HD 165634

Observation data Epoch J2000 Equinox ICRS
- Constellation: Sagittarius
- Right ascension: 18^{h} 08^{m} 04.97982^{s}
- Declination: −28° 27′ 25.5316″
- Apparent magnitude (V): 4.56

Characteristics
- Spectral type: G7:IIIb CN−1 CH−3.5 HK+1
- U−B color index: +0.75
- B−V color index: +0.95

Astrometry
- Radial velocity (R_{v}): −4.87 km/s
- Proper motion (μ): RA: +25.43 mas/yr Dec.: −31.18 mas/yr
- Parallax (π): 9.62±0.26 mas
- Distance: 339 ± 9 ly (104 ± 3 pc)
- Absolute magnitude (M_{V}): −0.53

Details
- Mass: 3.38 M_{☉}
- Radius: 16.98 R_{☉}
- Luminosity: 168 L_{☉}
- Surface gravity (log g): 2.51 cgs
- Temperature: 5,043 K
- Metallicity [Fe/H]: −0.05 dex
- Rotational velocity (v sin i): 2.6 km/s
- Other designations: CD−28°14174, FK5 3439, GC 24694, HD 165634, HIP 88839, HR 6766, SAO 186328, GSC 06854-04372

Database references
- SIMBAD: data

= HD 165634 =

Star in the constellation Sagittarius

HD 165634 is a star in the southern constellation of Sagittarius. It has a yellow hue and is faintly visible to the naked eye with apparent visual magnitude of 4.56. The star is located at a distance of approximately 339 light years from the Sun based on parallax, but is drifting closer with a radial velocity of −5 km/s. It has an absolute magnitude of −0.53.

This is a CH-peculiar giant star with a stellar classification of G7:IIIbCN-1CH-3.5HK+1, and has been designated as a standard example of this spectral type. This notation indicates a G-type giant (G7:IIIb) with underabundances of CN and CH molecules. It is a rare "weak G–band star", showing an abnormally weak G band of the molecule CN. This indicates an underabundance of carbon in the stellar atmosphere; the abundances of most other elements are otherwise normal for a star at its evolutionary stage. The depletion of carbon is a reflection of internal processes while the star is on the red giant branch, accompanied by deep mixing.

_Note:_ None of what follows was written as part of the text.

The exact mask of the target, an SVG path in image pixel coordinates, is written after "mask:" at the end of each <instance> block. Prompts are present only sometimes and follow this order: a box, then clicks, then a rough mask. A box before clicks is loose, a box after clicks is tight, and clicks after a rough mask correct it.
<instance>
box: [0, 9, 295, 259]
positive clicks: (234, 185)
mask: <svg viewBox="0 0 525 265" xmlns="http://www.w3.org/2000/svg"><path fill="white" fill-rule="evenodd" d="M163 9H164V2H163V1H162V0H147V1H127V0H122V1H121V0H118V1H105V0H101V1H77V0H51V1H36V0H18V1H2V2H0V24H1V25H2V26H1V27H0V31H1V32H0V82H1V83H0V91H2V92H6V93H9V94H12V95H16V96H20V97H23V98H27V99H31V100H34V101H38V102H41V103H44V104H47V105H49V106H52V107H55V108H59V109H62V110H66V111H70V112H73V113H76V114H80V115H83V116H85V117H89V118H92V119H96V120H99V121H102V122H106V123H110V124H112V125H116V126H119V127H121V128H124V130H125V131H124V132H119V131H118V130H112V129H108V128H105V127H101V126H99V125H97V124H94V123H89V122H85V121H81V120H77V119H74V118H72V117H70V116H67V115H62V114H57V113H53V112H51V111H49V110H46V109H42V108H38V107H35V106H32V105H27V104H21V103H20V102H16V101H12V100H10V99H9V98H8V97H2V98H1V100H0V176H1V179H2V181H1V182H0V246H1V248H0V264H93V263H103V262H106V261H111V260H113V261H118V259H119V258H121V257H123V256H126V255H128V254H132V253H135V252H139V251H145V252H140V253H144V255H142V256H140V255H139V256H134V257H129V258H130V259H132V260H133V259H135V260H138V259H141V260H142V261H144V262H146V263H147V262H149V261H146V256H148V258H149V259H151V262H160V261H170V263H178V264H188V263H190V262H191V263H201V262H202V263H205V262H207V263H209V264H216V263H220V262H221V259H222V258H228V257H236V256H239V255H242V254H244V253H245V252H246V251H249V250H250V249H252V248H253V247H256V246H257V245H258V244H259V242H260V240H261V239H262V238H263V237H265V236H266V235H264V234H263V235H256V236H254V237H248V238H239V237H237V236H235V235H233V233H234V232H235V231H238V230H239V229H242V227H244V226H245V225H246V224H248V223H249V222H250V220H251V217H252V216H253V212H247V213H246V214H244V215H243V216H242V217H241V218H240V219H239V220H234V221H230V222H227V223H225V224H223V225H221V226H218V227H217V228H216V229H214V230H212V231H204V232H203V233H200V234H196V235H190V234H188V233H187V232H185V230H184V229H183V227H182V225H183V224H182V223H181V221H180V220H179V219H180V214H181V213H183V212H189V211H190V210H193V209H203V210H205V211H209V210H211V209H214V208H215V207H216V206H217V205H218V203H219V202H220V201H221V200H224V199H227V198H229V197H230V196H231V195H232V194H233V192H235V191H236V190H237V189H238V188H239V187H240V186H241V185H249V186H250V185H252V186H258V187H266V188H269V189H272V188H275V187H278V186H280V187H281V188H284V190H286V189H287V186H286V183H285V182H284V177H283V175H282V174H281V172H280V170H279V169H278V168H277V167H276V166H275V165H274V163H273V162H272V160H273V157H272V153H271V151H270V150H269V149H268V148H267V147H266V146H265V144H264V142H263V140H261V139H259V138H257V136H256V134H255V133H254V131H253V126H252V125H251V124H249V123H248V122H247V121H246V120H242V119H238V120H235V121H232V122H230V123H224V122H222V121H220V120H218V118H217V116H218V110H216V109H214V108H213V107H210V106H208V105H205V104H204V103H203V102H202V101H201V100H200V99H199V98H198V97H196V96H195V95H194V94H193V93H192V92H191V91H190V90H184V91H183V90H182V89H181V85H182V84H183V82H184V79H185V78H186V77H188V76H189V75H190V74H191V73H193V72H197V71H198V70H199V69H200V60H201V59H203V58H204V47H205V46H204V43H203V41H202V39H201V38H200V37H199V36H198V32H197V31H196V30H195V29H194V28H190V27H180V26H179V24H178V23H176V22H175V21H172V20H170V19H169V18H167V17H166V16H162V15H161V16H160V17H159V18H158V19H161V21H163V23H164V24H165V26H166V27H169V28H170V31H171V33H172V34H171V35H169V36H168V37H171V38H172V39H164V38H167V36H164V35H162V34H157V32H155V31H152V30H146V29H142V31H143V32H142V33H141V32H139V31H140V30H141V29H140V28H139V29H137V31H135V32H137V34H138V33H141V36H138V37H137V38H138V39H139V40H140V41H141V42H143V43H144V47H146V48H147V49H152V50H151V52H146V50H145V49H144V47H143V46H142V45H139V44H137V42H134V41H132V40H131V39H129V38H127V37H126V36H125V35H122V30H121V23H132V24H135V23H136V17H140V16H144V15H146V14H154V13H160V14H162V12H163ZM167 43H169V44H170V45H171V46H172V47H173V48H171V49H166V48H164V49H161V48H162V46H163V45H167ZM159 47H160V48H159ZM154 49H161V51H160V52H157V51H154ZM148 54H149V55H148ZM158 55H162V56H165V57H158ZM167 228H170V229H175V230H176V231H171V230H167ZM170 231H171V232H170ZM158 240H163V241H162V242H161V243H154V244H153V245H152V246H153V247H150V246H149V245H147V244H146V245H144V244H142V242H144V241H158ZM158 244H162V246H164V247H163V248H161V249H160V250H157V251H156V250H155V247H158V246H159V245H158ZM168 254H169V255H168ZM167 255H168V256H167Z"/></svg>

In 2000, Böhm-Vitense and collaborators suggested that the star has an evolved white dwarf companion. This object can explain an excess flux of ultraviolet radiation, and a mass-transfer could be the source for a mild nitrogen excess on the visible component. The progenitor star was not very evolved because there is no excess of s-process elements such as barium. It may even have been a low-mass star that lost its envelope.